Example: Suppose arr = [2, 2, 1, 2, 1]
  • Step 1: Sort the array: [1, 1, 2, 2, 2]
  • Step 2: Set the first element to 1: [1, 1, 2, 2, 2]
  • Step 3: Iterate:
    • Index 1: min(1, 1+1) = 1[1, 1, 2, 2, 2]
    • Index 2: min(2, 1+1) = 2[1, 1, 2, 2, 2]
    • Index 3: min(2, 2+1) = 2[1, 1, 2, 2, 2]
    • Index 4: min(2, 2+1) = 2[1, 1, 2, 2, 2]
  • Step 4: The maximum element is 2.
The process ensures that the array starts at 1 and each next element is at most one greater than the previous, using the largest available numbers where possible.

Time and Space Complexity

  • Brute-force approach: Trying all permutations and decrement combinations would be factorial time, O(n!), which is not feasible for large arrays.
  • Optimized approach:
    • Time Complexity: Sorting the array takes O(n log n), and the single pass through the array is O(n), so the total is O(n log n).
    • Space Complexity: If allowed to modify the input in place, extra space is O(1) (ignoring sort stack space).

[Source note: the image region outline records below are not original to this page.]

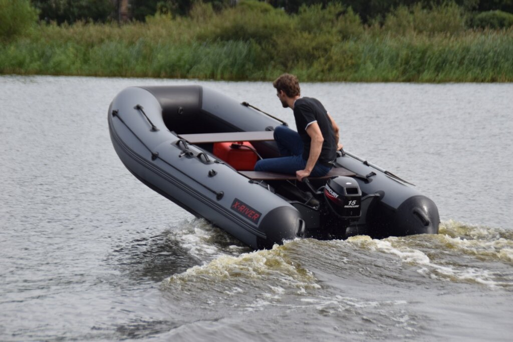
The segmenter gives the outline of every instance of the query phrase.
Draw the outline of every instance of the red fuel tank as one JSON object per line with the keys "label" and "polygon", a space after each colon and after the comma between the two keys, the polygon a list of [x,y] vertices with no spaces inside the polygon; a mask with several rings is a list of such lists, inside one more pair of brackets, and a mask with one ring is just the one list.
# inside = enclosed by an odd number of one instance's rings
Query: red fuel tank
{"label": "red fuel tank", "polygon": [[258,159],[254,150],[249,142],[214,143],[212,152],[237,171],[253,171]]}

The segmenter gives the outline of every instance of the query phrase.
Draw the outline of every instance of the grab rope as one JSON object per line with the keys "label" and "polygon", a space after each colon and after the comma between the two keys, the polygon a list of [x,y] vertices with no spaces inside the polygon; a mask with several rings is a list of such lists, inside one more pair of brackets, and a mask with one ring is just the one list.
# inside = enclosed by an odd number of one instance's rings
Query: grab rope
{"label": "grab rope", "polygon": [[156,128],[156,126],[153,125],[153,123],[151,122],[151,120],[150,120],[150,118],[148,117],[148,115],[146,115],[146,113],[144,112],[144,108],[143,108],[142,106],[141,106],[141,105],[136,105],[135,107],[133,107],[133,109],[137,109],[137,110],[140,111],[141,112],[143,113],[143,115],[144,115],[144,117],[146,118],[147,120],[148,120],[148,122],[149,122],[150,123],[150,125],[151,125],[152,132],[156,132],[157,131],[159,130],[159,129]]}
{"label": "grab rope", "polygon": [[[135,109],[137,109],[137,108],[135,108]],[[144,112],[143,112],[143,113],[144,113]],[[133,134],[134,136],[135,136],[137,138],[137,139],[139,140],[139,142],[143,145],[143,146],[144,146],[145,148],[146,148],[146,149],[148,150],[148,151],[150,153],[151,153],[151,160],[152,160],[154,161],[155,160],[156,160],[157,159],[160,159],[161,160],[162,160],[162,162],[163,162],[165,164],[167,164],[168,165],[169,165],[171,167],[173,168],[173,169],[174,169],[175,170],[176,170],[178,172],[180,172],[181,173],[182,173],[184,175],[186,176],[188,178],[189,178],[192,179],[193,180],[194,180],[194,182],[195,182],[196,183],[200,184],[200,185],[201,185],[202,187],[203,187],[204,188],[205,188],[205,189],[206,189],[207,190],[208,190],[209,191],[210,191],[212,193],[215,194],[215,198],[216,198],[216,199],[218,200],[220,200],[224,196],[224,191],[216,191],[215,190],[213,190],[212,189],[211,189],[210,188],[209,188],[208,187],[207,187],[207,186],[205,185],[204,184],[200,183],[196,179],[194,179],[193,177],[192,177],[191,176],[187,174],[187,173],[186,173],[184,171],[182,171],[181,170],[180,170],[180,169],[179,169],[178,168],[177,168],[176,166],[175,166],[174,165],[172,165],[171,164],[170,164],[169,163],[168,163],[168,162],[167,160],[166,160],[165,159],[162,159],[162,158],[161,158],[159,156],[159,152],[153,152],[151,150],[151,149],[150,149],[150,148],[148,147],[146,145],[146,144],[145,144],[144,142],[143,142],[143,140],[141,140],[141,138],[139,136],[137,136],[137,134],[136,134],[135,133],[135,132],[134,132],[134,131],[132,131],[132,129],[129,127],[128,127],[128,125],[126,124],[126,123],[125,123],[123,120],[123,119],[122,118],[121,118],[121,117],[120,116],[119,112],[119,111],[117,110],[115,110],[115,110],[113,110],[112,112],[112,116],[113,117],[117,117],[118,119],[119,119],[120,121],[121,122],[121,123],[124,125],[125,125],[125,127],[126,127],[128,129],[128,130],[130,131],[130,133],[131,133],[132,134]],[[146,114],[145,114],[145,116],[146,116]],[[149,119],[148,119],[148,121],[149,122]],[[185,143],[185,141],[182,141],[182,142],[184,143],[184,146],[186,146],[186,143]],[[176,144],[176,145],[179,145],[179,144],[180,144],[180,142],[179,142],[177,143]],[[186,150],[187,150],[187,149],[186,149]],[[184,150],[182,150],[182,153],[183,153]],[[189,151],[189,152],[192,152],[192,151]]]}

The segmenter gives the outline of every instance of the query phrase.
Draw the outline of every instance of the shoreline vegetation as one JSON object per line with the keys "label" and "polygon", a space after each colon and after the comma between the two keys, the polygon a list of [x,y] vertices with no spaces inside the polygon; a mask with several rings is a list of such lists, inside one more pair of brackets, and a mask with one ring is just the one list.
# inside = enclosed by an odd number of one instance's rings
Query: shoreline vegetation
{"label": "shoreline vegetation", "polygon": [[219,11],[198,2],[187,16],[157,13],[121,25],[35,20],[0,32],[0,74],[269,81],[287,72],[302,82],[513,82],[513,26],[476,28],[470,20],[452,3],[400,6],[364,24],[336,3],[287,14],[252,0]]}

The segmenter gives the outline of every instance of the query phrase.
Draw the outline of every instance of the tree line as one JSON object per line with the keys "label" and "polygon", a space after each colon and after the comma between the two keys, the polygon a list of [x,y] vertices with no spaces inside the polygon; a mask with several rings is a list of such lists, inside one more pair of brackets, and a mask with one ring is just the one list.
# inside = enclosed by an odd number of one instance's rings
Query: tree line
{"label": "tree line", "polygon": [[[14,2],[23,0],[14,0]],[[156,13],[170,13],[174,16],[187,16],[193,5],[201,0],[129,0],[130,16],[133,20],[144,22],[148,16]],[[105,23],[115,20],[120,0],[30,0],[38,10],[41,21],[66,22],[77,21]],[[221,11],[235,6],[239,0],[203,0],[210,4],[214,11]],[[400,6],[411,7],[420,4],[428,8],[442,5],[447,0],[266,0],[275,8],[283,9],[289,14],[297,13],[303,6],[320,5],[325,7],[336,3],[345,8],[351,8],[364,23],[383,21],[386,15]],[[500,11],[513,13],[511,0],[453,0],[453,2],[469,12]]]}

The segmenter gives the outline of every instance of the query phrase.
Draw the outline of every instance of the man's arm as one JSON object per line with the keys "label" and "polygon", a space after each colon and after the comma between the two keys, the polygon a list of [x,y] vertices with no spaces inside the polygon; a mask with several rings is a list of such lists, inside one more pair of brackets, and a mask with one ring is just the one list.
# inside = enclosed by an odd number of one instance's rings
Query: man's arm
{"label": "man's arm", "polygon": [[317,122],[310,124],[306,128],[306,133],[310,136],[311,142],[310,143],[310,154],[308,159],[306,161],[306,166],[304,170],[296,171],[295,176],[299,180],[302,181],[305,177],[308,177],[313,170],[317,159],[321,155],[321,150],[322,150],[322,143],[324,141],[321,129]]}
{"label": "man's arm", "polygon": [[335,134],[335,144],[337,144],[337,150],[338,151],[344,147],[342,144],[339,142],[339,140],[340,139],[340,130],[339,128],[338,125],[337,125],[337,123],[331,117],[331,115],[329,115],[329,113],[328,113],[328,117],[329,118],[330,121],[331,122],[331,126],[333,127],[333,132]]}

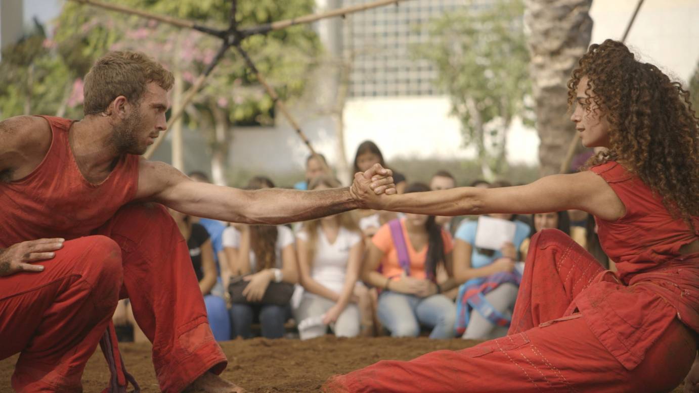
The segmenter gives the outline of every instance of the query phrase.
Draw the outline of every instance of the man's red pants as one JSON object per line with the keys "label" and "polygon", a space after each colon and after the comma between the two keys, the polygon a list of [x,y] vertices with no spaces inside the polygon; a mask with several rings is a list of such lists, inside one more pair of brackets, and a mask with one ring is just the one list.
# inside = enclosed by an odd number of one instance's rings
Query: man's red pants
{"label": "man's red pants", "polygon": [[[627,370],[587,327],[573,298],[603,271],[559,231],[532,239],[509,335],[470,348],[438,350],[410,362],[382,361],[331,378],[326,392],[668,392],[696,353],[677,319],[644,359]],[[563,318],[561,318],[563,317]]]}
{"label": "man's red pants", "polygon": [[40,264],[43,272],[0,279],[0,359],[21,353],[15,390],[80,392],[85,364],[125,297],[153,343],[161,390],[225,368],[187,244],[162,206],[126,206]]}

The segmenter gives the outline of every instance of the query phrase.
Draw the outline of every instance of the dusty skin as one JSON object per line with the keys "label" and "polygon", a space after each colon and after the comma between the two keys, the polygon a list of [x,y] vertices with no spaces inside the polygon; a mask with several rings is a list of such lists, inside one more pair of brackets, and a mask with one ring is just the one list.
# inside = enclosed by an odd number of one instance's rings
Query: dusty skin
{"label": "dusty skin", "polygon": [[[236,340],[221,343],[229,366],[222,377],[235,381],[249,392],[317,392],[331,376],[368,366],[382,359],[409,360],[440,349],[459,350],[478,341],[455,339],[430,340],[391,337],[337,339],[326,336],[299,340]],[[159,392],[150,344],[120,344],[127,369],[136,377],[143,392]],[[17,355],[0,361],[0,392],[11,392],[10,377]],[[82,376],[86,393],[101,392],[109,372],[98,348]],[[680,393],[678,387],[673,392]]]}

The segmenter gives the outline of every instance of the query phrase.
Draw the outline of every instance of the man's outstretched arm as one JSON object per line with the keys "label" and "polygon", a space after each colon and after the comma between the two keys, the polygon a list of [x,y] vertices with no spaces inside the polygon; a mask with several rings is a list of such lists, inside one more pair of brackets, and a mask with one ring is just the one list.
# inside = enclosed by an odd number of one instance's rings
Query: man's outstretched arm
{"label": "man's outstretched arm", "polygon": [[[391,175],[389,170],[378,165],[366,172],[362,186],[352,189],[245,191],[197,183],[166,163],[141,160],[136,198],[162,203],[198,217],[250,224],[281,224],[369,207],[368,193],[395,193]],[[372,181],[372,177],[380,179]],[[372,191],[368,183],[377,186]]]}

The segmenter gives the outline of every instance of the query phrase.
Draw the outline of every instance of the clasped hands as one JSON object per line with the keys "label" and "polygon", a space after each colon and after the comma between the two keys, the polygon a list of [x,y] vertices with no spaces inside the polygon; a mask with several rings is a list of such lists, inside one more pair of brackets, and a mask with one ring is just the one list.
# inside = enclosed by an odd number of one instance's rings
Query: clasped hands
{"label": "clasped hands", "polygon": [[354,174],[350,193],[360,208],[381,210],[386,195],[397,193],[393,171],[377,163],[365,172],[358,172]]}

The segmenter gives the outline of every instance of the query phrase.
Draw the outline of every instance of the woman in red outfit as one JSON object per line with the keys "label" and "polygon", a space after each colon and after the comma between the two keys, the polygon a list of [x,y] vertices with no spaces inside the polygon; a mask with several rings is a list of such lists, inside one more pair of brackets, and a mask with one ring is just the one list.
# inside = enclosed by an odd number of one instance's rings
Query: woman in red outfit
{"label": "woman in red outfit", "polygon": [[[589,170],[500,188],[383,198],[385,210],[440,216],[595,216],[618,272],[570,237],[531,240],[505,337],[332,378],[331,392],[663,392],[699,366],[699,119],[689,94],[624,44],[593,45],[568,82]],[[688,374],[689,372],[689,374]]]}

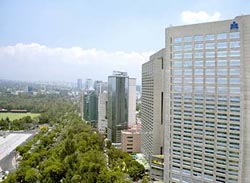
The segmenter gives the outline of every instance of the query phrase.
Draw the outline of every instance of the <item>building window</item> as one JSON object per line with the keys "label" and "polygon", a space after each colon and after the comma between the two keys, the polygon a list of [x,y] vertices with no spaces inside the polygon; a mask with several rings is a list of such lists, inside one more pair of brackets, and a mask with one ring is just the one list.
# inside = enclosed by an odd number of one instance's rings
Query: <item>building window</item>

If not, O(n) for a copy.

Summary

The key insight is to sort the array and build the sequence from 1 upward, ensuring each step is at most one higher than the last. By always choosing the minimum between the current value and the allowed increment, we maximize the largest possible value in the array while satisfying all constraints. This greedy, linear approach is both elegant and efficient, making it ideal for this problem.